Van Valiliğinin konuyla ilgili açıklamasında “Teröristin etkisiz hale getirildiği yerde gözetleme yapan ve şüpheli hareketler sergileyen S.T. isimli şahsın, ‘dur’ ihtarına uymayarak kaçmaya çalıştığı esnada kayalık alanda düştüğü ve yaralandığı gözlemlenmiş, şahıs mukavemet göstermesine rağmen yakalanıp usulüne uygun olarak muhafaza altına alınmıştır. Bölgede bölücü terör örgütü mensuplarına yardım, yataklık ettiği değerlendirilen O.Ş. isimli şahıs da aynı bölgede mukavemet göstermesine rağmen usulüne uygun olarak muhafaza altına alınmıştır. Şüpheli şahısların hazırda bekleyen ambulanslarla öncelikle en yakın özel hastaneye, müteakiben Van Bölge Araştırma Hastanesine sevk edildiği” söylendikten sonra, “O.Ş. isimli şahıs tedavi işlemlerinin tamamlanmasını müteakip 20 Eylül 2020 günü taburcu edilmiştir S.T. isimli şahsın tedavisine devam edilmektedir. İzahı yapılan iddialarla ilgili olarak Van Cumhuriyet Başsavcılığınca 11 Eylül 2020 tarihi itibariyle adli süreç ve eş zamanlı olarak idarece idari soruşturma başlatılmış olup olay bütün boyutlarıyla titizlikle değerlendirilmektedir” denilmektedir.

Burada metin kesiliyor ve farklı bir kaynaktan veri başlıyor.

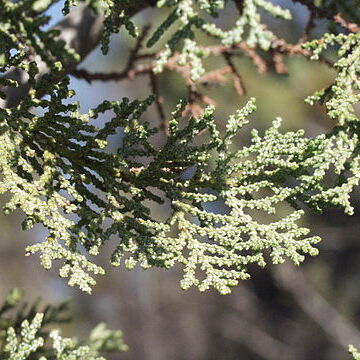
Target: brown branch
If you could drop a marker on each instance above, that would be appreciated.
(154, 84)
(352, 27)
(81, 30)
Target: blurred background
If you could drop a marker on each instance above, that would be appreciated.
(283, 312)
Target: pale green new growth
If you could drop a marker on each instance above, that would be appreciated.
(25, 336)
(188, 17)
(226, 209)
(354, 352)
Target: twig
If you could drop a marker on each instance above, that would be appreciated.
(164, 123)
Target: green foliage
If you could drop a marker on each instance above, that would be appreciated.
(24, 334)
(87, 196)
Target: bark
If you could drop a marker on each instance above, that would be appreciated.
(81, 29)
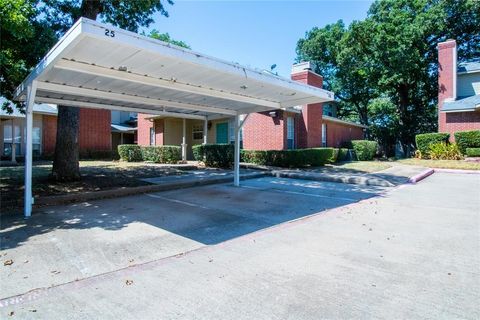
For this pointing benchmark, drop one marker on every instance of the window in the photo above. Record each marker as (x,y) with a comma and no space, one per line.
(290,133)
(324,134)
(152,136)
(197,130)
(36,137)
(231,130)
(8,140)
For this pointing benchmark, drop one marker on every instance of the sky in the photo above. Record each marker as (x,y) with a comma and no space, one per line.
(257,34)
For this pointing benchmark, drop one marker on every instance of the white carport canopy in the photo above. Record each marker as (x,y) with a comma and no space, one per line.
(98,66)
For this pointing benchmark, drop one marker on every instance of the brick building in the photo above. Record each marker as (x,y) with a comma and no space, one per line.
(458,91)
(100,130)
(299,127)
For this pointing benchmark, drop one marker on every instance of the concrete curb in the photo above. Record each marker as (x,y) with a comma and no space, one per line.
(422,175)
(348,179)
(122,192)
(457,171)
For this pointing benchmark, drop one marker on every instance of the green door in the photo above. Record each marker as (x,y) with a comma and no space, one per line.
(222,132)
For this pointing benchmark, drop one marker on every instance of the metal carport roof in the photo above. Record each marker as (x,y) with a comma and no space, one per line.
(98,66)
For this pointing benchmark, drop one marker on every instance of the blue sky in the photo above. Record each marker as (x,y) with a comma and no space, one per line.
(253,33)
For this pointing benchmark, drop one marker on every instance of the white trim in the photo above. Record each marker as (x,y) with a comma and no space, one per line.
(159,83)
(332,119)
(454,66)
(28,201)
(156,112)
(84,92)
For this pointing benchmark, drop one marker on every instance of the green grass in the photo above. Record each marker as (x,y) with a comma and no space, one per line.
(442,164)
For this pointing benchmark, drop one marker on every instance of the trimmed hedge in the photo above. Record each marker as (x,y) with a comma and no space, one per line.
(444,151)
(365,150)
(214,155)
(345,154)
(473,152)
(424,141)
(162,154)
(290,158)
(467,139)
(130,152)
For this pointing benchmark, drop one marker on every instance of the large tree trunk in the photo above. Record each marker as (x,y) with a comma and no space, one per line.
(65,163)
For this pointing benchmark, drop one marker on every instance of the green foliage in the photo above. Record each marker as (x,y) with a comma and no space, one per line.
(162,154)
(215,155)
(290,158)
(444,151)
(424,141)
(473,152)
(165,37)
(343,154)
(130,152)
(198,152)
(467,139)
(392,55)
(365,150)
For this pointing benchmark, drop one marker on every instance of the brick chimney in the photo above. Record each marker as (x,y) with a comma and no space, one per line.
(310,131)
(447,77)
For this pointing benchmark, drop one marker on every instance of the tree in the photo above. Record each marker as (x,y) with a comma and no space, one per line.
(165,37)
(392,55)
(32,27)
(341,56)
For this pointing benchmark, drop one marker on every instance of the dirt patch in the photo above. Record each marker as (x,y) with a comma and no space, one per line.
(96,176)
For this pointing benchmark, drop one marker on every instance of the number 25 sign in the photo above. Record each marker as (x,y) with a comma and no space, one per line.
(110,33)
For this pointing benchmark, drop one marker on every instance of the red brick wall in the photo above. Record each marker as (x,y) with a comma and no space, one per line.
(262,132)
(446,78)
(310,132)
(338,133)
(453,121)
(95,130)
(460,121)
(49,134)
(143,129)
(159,131)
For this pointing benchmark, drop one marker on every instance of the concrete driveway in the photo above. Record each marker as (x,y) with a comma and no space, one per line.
(273,249)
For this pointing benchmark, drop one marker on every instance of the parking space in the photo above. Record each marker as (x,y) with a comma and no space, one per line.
(60,244)
(408,252)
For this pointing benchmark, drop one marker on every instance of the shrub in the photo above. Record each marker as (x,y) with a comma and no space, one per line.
(344,154)
(130,152)
(290,158)
(467,139)
(365,150)
(162,154)
(198,152)
(473,152)
(444,151)
(424,141)
(216,155)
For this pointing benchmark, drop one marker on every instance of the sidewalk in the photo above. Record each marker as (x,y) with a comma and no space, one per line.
(391,177)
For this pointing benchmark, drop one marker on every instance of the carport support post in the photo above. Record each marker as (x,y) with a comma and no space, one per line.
(31,91)
(236,164)
(184,141)
(205,128)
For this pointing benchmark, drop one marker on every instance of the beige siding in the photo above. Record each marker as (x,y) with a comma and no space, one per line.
(468,84)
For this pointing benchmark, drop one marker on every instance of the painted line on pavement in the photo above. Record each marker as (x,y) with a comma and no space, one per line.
(301,193)
(176,201)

Valilik açıklamasında Servet Turgut’un hastaneye kaldırılmasına “kayalık alanda düşme” şeklinde bir açıklama getirilmeye çalışılmışsa da, Osman Şiban’ın neden hastaneye getirildiğine ve 9 gün boyunca hangi nedenle tedavi edildiğine dair bir açıklama yer almamaktadır.

Valilik açıklamasında Servet Turgut ve Osman Şiban’ın “usulüne uygun olarak muhafaza altına alındığı” iddia edilmekle birlikte, ailelerin avukatı Baran Bilici, gözaltı usullerinin hiçbirinin uygulanmadığını ifade etmektedir. Ayrıca olayın tanıkları olan köylülerin anlattıkları da farklıdır.

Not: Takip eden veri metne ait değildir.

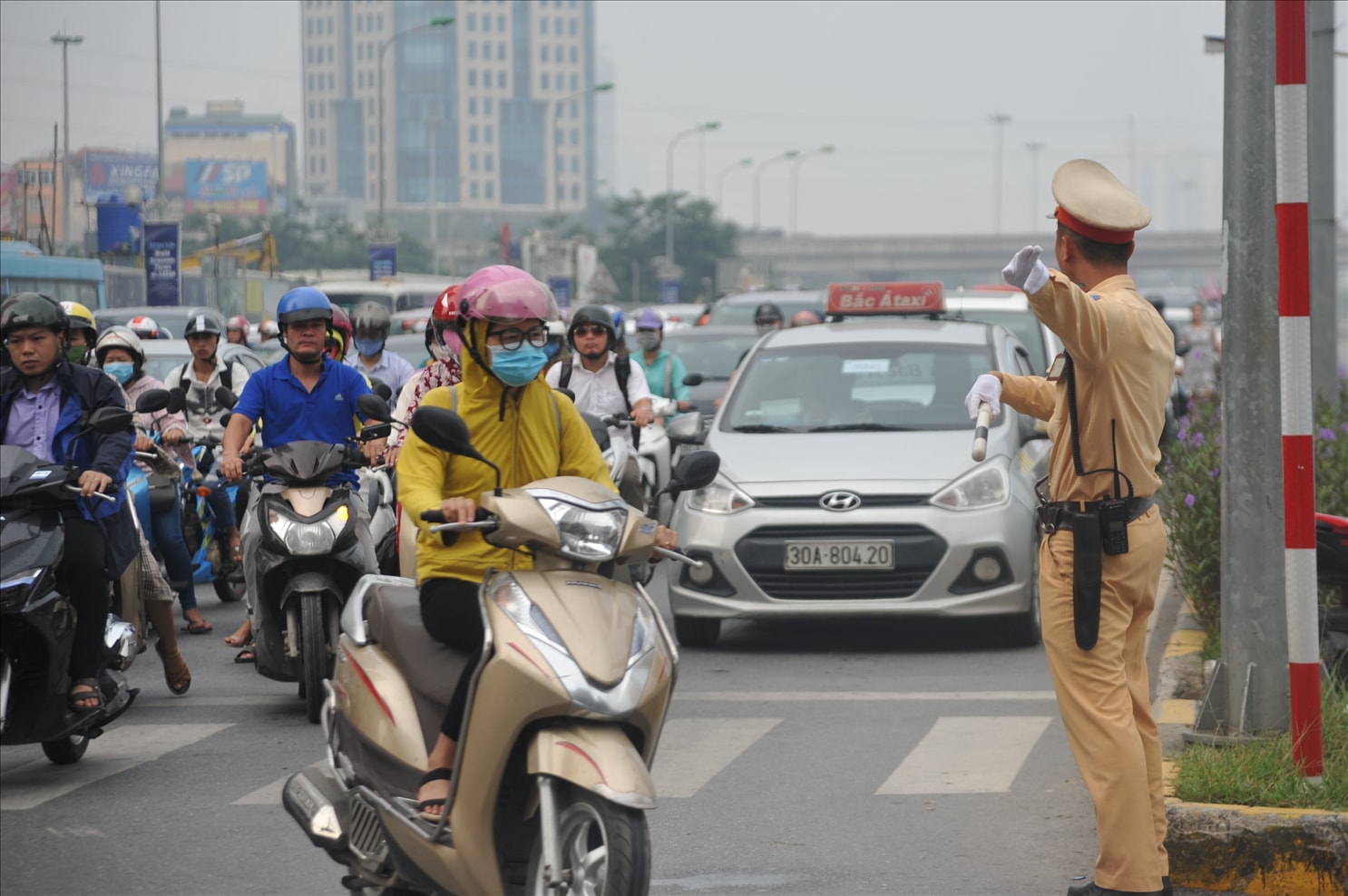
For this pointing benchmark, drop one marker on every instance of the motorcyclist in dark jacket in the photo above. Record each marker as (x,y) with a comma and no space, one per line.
(44,403)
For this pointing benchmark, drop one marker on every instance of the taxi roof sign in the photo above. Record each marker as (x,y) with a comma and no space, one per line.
(886,298)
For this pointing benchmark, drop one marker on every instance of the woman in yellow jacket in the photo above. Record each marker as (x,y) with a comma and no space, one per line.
(526,429)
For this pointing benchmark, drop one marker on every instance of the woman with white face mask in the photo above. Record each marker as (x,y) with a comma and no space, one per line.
(665,372)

Osman Şiban’ın kardeşi Cengiz Şiban, bölgede bir operasyon olduğunu ve silah seslerinin duyulduğunu; o yüzden Servet Turgut dışında kimsenin o gün yaylaya çıkmadığını, sabah saatlerinde askerlerin helikopterle köy meydanına indiğini; “Öfkeliyiz. Acımız var, acısını sizden çıkartacağız” dediklerini, herkesi diz çöktürdüklerini, bir kaç kişiyi tokatladıklarını, köylüleri ölümle tehdit ettiklerini, kimlikleri topladıklarını; “biz köyden gidinceye kadar çökmüş vaziyette kalın” dediklerini anlatıyor. 

Cengiz Şiban devamında akşam saatlerinde askerlerin köye yanlarında Servet Turgut olduğu halde yeniden geldiklerini; Servet Turgut’un o esnada her hangi bir darp izi olmamakla beraber, yüzünün korkudan bembeyaz olduğunu ve Osman Şiban’ı sorduklarını; “benim” diyen Osman Şiban’ı da alarak köydeki tepeye götürdüklerini, götürürken her ikisinin de enselerine vurduklarını, sürüklediklerini Osman Şiban ve Servet Turgut’u yaka paça helikoptere “attıklarını”, ayakkabı ve şapkalarının orada kaldığını söylüyor.

Servet Turgut’un kardeşi Naif Turgut da, “Abimin tarlası çatışma bölgesine 1-2 km uzaklıkta. Askerler abim tarlada saman basarken yanına geliyor ve “sen bunlara yardım ve yataklık mı yapıyorsun?” diye soruyor. Abim geçim derdinde insanlar olduklarını söylemiş. Biraz kekemedir abim. Köye getirdiler ve Osman’ı da aldılar.”

Osman Şiban’ın köydeki yakınları, askerlerin tehditlerine rağmen onları takip ettiklerini; her ikisini, Servet Turgut’un biçilen otları çuvalladığı, saman basma denilen çuvallama işini yaptığı alana götürdüklerini ve orada yaklaşık 200 askerin bulunduğunu anlatıyorlar.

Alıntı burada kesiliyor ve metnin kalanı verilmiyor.